High dependence on existing supply chain

– The disruption in the global supply chains because of the Covid-19 pandemic and blockage of the Suez Canal illustrated the fragile nature of Alignvest Acquisition II A supply chain. Even after few cautionary changes, Alignvest Acquisition II A is still heavily dependent upon the existing supply chain. The existing supply chain though brings in cost efficiencies but it has left Alignvest Acquisition II A vulnerable to further global disruptions in South East Asia.

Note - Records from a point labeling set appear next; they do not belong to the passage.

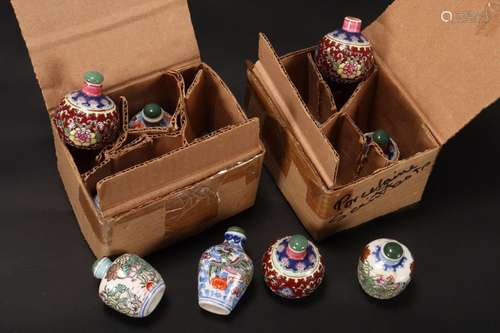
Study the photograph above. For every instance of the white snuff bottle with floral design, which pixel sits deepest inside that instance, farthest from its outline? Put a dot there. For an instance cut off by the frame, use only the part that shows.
(224, 273)
(385, 268)
(129, 285)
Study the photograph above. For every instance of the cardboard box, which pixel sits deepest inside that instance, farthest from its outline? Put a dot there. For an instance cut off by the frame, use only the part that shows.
(431, 79)
(155, 187)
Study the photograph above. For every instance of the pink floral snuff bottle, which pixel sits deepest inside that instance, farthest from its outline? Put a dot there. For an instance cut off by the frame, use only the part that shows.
(129, 285)
(385, 268)
(86, 118)
(345, 55)
(224, 273)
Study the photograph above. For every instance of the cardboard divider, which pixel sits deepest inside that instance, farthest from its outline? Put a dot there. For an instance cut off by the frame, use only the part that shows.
(276, 79)
(311, 86)
(187, 165)
(376, 102)
(209, 105)
(373, 159)
(348, 143)
(379, 104)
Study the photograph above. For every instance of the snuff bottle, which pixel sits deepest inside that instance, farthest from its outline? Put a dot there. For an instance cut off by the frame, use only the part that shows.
(86, 118)
(224, 273)
(385, 268)
(293, 267)
(345, 55)
(385, 142)
(151, 115)
(129, 285)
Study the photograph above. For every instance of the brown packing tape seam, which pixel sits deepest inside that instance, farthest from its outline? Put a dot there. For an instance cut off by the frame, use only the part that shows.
(183, 209)
(153, 160)
(248, 169)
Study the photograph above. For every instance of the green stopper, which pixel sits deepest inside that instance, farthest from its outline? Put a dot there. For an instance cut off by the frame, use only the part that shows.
(236, 229)
(93, 77)
(381, 137)
(152, 111)
(393, 250)
(298, 243)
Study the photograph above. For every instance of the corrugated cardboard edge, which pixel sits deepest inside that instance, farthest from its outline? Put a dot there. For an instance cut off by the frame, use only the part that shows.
(324, 211)
(275, 79)
(420, 46)
(159, 30)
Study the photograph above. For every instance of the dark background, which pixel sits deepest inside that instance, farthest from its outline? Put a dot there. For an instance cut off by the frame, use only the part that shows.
(45, 278)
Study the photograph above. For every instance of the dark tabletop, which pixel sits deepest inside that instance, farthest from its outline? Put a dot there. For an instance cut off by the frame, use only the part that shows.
(454, 233)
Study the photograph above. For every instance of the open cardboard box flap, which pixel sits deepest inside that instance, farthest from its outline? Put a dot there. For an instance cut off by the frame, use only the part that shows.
(126, 40)
(450, 69)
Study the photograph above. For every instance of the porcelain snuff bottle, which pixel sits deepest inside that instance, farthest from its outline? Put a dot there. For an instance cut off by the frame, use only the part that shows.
(151, 115)
(86, 118)
(293, 267)
(129, 285)
(385, 142)
(345, 55)
(224, 273)
(385, 268)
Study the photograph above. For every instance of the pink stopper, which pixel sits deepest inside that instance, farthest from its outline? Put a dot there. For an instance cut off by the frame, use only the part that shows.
(294, 254)
(351, 24)
(92, 89)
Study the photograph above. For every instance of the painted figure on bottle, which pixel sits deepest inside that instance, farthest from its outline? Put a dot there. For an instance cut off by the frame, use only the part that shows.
(129, 285)
(224, 273)
(87, 119)
(385, 268)
(151, 115)
(293, 267)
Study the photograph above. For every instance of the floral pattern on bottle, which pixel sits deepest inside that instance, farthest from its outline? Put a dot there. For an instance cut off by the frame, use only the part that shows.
(345, 55)
(131, 286)
(383, 277)
(86, 118)
(291, 277)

No frontier risks strategy

– From the 10K / annual statement of Alignvest Acquisition II A, it seems that company is thinking out the frontier risks that can impact Misc. Financial Services industry. But it has very little resources allocation to manage the risks emerging from events such as natural disasters, climate change, melting of permafrost, tacking the rise of artificial intelligence, opportunities and threats emerging from commercialization of space etc.

Aligning sales with marketing

– From the outside it seems that Alignvest Acquisition II A needs to have more collaboration between its sales team and marketing team. Sales professionals in the Misc. Financial Services industry have deep experience in developing customer relationships. Marketing department at Alignvest Acquisition II A can leverage the sales team experience to cultivate customer relationships as Alignvest Acquisition II A is planning to shift buying processes online.

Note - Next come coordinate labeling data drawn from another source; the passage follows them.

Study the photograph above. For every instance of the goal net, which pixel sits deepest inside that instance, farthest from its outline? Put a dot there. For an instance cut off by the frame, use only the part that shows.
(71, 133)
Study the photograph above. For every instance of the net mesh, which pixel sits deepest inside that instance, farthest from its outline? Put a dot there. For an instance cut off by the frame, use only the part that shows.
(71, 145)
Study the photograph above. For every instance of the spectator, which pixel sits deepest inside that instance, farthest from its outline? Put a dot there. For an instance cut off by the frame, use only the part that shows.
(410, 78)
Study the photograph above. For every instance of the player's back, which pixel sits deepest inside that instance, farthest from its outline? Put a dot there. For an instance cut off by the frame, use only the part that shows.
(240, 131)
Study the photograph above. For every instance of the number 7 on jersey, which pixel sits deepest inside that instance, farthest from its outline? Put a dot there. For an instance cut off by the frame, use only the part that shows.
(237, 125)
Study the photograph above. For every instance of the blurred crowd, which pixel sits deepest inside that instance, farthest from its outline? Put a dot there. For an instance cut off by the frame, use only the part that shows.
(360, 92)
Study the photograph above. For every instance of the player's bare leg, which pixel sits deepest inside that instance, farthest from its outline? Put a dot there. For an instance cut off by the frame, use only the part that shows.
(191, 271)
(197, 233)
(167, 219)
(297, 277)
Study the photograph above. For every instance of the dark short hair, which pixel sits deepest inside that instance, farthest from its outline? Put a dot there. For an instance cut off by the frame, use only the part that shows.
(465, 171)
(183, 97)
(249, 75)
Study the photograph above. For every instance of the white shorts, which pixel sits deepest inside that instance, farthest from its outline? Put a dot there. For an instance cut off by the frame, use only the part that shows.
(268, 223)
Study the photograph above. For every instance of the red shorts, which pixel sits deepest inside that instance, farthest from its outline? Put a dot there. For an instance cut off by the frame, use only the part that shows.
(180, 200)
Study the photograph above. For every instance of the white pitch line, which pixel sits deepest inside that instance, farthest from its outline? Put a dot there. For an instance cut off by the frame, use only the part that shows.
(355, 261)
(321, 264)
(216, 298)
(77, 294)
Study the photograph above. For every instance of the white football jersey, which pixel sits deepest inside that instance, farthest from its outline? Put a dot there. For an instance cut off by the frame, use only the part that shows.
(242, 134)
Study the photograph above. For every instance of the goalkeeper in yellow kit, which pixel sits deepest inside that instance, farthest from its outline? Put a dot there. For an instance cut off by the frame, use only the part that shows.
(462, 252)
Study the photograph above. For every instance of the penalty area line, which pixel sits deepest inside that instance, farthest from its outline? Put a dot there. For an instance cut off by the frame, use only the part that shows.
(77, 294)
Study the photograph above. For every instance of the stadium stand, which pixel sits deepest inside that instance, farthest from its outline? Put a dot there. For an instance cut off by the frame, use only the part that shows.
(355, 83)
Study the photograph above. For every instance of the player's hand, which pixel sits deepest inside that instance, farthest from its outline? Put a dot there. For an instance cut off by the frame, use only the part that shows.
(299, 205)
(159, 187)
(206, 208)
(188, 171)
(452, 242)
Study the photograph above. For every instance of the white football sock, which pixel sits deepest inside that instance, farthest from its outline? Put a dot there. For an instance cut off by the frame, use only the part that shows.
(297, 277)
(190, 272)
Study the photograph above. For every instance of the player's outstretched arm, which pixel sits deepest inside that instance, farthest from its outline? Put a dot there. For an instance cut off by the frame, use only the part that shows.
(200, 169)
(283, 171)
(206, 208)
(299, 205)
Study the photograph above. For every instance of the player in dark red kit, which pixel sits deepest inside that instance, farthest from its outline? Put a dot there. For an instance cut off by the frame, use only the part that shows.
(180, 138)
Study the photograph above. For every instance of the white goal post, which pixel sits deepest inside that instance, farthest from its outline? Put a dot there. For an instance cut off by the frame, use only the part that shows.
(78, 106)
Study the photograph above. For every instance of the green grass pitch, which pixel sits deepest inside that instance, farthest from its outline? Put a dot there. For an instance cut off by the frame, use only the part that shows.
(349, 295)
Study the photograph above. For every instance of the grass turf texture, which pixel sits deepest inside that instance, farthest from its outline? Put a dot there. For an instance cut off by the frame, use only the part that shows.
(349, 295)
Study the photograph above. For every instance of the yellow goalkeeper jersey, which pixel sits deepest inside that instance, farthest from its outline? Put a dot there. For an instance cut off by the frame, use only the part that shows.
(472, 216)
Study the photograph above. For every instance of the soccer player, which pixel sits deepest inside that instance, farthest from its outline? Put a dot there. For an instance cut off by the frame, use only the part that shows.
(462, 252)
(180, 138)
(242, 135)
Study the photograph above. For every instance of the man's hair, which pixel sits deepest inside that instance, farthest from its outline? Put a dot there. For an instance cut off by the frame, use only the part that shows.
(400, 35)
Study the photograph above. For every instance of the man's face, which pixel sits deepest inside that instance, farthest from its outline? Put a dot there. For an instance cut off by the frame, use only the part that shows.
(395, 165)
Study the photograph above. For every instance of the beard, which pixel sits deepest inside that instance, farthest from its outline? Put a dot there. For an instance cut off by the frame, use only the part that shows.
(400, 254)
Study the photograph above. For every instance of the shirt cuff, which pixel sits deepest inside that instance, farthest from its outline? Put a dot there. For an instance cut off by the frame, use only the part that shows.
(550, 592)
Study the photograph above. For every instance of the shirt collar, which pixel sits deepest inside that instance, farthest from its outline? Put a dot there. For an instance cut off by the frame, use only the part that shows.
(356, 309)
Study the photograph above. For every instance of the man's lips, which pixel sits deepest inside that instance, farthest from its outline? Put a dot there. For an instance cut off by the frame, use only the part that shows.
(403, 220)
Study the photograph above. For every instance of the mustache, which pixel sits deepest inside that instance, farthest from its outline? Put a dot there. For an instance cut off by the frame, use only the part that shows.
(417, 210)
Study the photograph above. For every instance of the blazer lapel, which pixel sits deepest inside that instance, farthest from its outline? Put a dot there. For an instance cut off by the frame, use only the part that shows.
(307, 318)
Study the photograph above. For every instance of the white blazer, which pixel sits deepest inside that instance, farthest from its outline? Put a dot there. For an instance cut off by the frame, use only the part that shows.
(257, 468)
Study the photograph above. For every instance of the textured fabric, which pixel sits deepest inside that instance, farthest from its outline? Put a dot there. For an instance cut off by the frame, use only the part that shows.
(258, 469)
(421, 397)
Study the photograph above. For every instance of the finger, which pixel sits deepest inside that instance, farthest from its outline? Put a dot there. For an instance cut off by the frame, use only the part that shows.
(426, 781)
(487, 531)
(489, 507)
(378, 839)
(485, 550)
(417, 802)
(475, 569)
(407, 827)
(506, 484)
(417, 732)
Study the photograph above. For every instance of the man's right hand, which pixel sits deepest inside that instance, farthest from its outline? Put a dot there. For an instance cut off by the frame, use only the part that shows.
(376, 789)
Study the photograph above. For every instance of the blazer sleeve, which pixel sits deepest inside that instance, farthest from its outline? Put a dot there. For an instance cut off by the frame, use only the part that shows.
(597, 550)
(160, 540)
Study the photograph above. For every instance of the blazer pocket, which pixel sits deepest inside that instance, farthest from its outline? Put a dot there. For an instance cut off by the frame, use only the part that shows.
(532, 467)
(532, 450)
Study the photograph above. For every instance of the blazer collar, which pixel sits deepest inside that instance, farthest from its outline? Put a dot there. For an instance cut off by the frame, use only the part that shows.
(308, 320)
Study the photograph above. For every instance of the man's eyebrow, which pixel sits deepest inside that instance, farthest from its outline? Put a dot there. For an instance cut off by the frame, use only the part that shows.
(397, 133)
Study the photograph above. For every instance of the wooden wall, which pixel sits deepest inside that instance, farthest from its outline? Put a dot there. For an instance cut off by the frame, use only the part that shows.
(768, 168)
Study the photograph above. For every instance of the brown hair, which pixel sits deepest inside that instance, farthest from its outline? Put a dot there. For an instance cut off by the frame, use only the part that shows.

Alignvest Acquisition II A Opportunities | External Strategic Factors
What are Opportunities in the SWOT Analysis / TOWS Matrix / Weighted SWOT Analysis


The opportunities of Alignvest Acquisition II A are -

Identify volunteer opportunities

– Covid-19 has impacted working population in two ways – it has led to people soul searching about their professional choices, resulting in mass resignation. Secondly it has encouraged people to do things that they are passionate about. This has opened opportunities for businesses to build volunteer oriented socially driven projects. Alignvest Acquisition II A can explore opportunities that can attract volunteers and are consistent with its mission and vision.

Changes in consumer behavior post Covid-19

– consumer behavior has changed in the Misc. Financial Services industry because of Covid-19 restrictions. Some of this behavior will stay once things get back to normal. Alignvest Acquisition II A can take advantage of these changes in consumer behavior to build a far more efficient business model. For example consumer regular ordering of products can reduce both last mile delivery costs and market penetration costs. Alignvest Acquisition II A can further use this consumer data to build better customer loyalty, provide better products and service collection, and improve the value proposition in inflationary times.

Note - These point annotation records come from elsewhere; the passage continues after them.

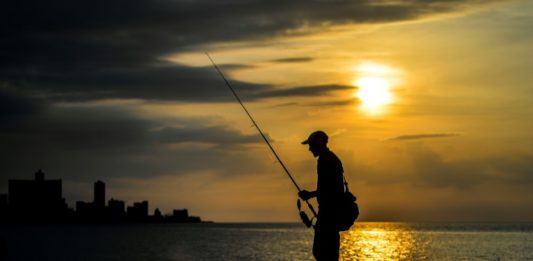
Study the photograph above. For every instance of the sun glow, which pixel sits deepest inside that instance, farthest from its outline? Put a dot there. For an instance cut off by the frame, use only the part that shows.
(374, 82)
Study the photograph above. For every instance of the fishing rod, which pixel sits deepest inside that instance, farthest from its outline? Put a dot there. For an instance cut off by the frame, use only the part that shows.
(262, 135)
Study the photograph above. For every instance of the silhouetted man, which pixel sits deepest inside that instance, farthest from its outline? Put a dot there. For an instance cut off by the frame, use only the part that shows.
(329, 190)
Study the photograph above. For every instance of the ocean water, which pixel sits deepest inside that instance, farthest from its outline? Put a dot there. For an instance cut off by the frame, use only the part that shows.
(365, 241)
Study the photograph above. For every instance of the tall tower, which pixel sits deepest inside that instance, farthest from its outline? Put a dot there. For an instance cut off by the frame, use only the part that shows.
(99, 194)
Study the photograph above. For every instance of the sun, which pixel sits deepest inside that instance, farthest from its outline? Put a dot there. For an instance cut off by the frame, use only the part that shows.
(374, 84)
(374, 92)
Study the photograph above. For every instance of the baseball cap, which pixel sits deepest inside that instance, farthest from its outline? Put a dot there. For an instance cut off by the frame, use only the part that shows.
(316, 136)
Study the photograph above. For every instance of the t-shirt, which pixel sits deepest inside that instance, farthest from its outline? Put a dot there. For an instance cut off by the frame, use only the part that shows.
(330, 184)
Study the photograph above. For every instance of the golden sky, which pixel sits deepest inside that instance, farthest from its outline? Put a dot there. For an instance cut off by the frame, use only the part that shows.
(430, 113)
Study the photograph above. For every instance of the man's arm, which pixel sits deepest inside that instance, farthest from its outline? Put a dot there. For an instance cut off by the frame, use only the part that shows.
(305, 195)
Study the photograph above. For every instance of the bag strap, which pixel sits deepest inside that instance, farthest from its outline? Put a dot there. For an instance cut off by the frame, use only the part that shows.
(345, 183)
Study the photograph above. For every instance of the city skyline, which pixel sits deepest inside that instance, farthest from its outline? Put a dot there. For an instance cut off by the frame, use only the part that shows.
(41, 200)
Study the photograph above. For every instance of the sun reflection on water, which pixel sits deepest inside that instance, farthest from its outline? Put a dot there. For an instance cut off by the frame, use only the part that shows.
(378, 241)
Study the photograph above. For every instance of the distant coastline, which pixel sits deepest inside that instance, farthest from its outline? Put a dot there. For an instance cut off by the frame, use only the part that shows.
(41, 201)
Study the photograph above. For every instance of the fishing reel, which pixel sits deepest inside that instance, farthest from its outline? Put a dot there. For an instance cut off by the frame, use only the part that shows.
(305, 219)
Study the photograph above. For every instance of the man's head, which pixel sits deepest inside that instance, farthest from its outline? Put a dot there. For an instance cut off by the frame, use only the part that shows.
(317, 142)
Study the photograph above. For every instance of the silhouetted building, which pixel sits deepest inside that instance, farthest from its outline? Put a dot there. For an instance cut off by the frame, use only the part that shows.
(138, 212)
(36, 200)
(3, 206)
(182, 215)
(116, 209)
(99, 194)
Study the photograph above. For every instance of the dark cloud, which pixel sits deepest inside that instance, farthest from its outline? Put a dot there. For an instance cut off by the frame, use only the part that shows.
(424, 136)
(208, 134)
(113, 49)
(86, 143)
(316, 90)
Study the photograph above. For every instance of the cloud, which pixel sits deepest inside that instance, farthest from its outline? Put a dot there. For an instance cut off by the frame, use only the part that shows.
(85, 143)
(82, 50)
(423, 136)
(293, 60)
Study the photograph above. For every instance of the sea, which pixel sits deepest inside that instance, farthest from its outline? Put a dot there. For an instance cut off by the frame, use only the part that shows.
(265, 241)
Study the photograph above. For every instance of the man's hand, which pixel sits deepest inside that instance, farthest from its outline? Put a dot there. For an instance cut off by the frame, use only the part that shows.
(305, 195)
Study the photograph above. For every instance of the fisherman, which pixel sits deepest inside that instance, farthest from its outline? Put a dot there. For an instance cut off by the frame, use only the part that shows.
(329, 191)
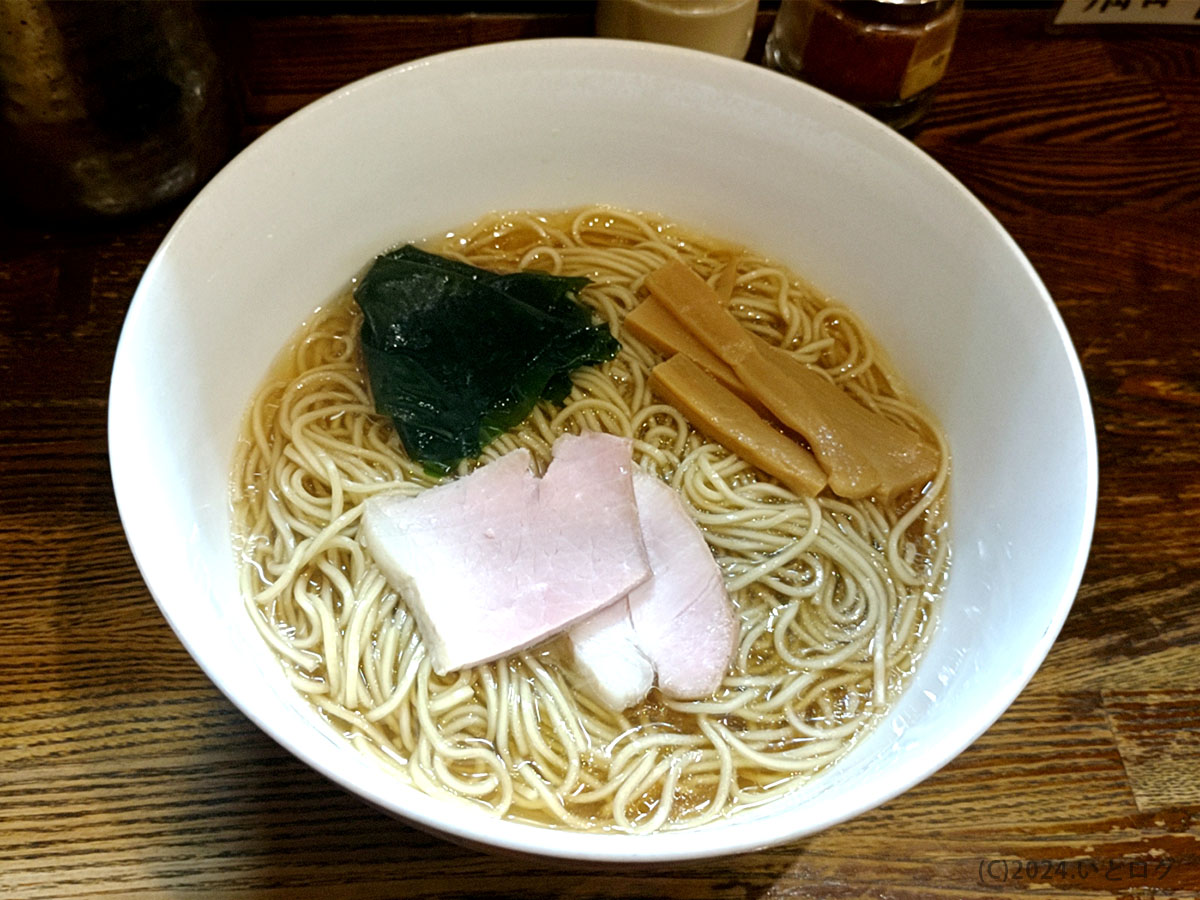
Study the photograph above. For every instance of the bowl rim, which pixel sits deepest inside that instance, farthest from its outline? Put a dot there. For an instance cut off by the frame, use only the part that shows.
(523, 838)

Finding new ways to collaborate

– Covid-19 has not only transformed business models of companies in Misc. Financial Services industry, but it has also influenced the consumer preferences. Alignvest Acquisition II A can tie-up with other value chain partners to explore new opportunities regarding meeting customer demands and building a rewarding and engaging relationship.

Developing new processes and practices

– Alignvest Acquisition II A can develop new processes and procedures in Misc. Financial Services industry using technology such as automation using artificial intelligence, real time transportation and products tracking, 3D modeling for concept development and new products pilot testing etc.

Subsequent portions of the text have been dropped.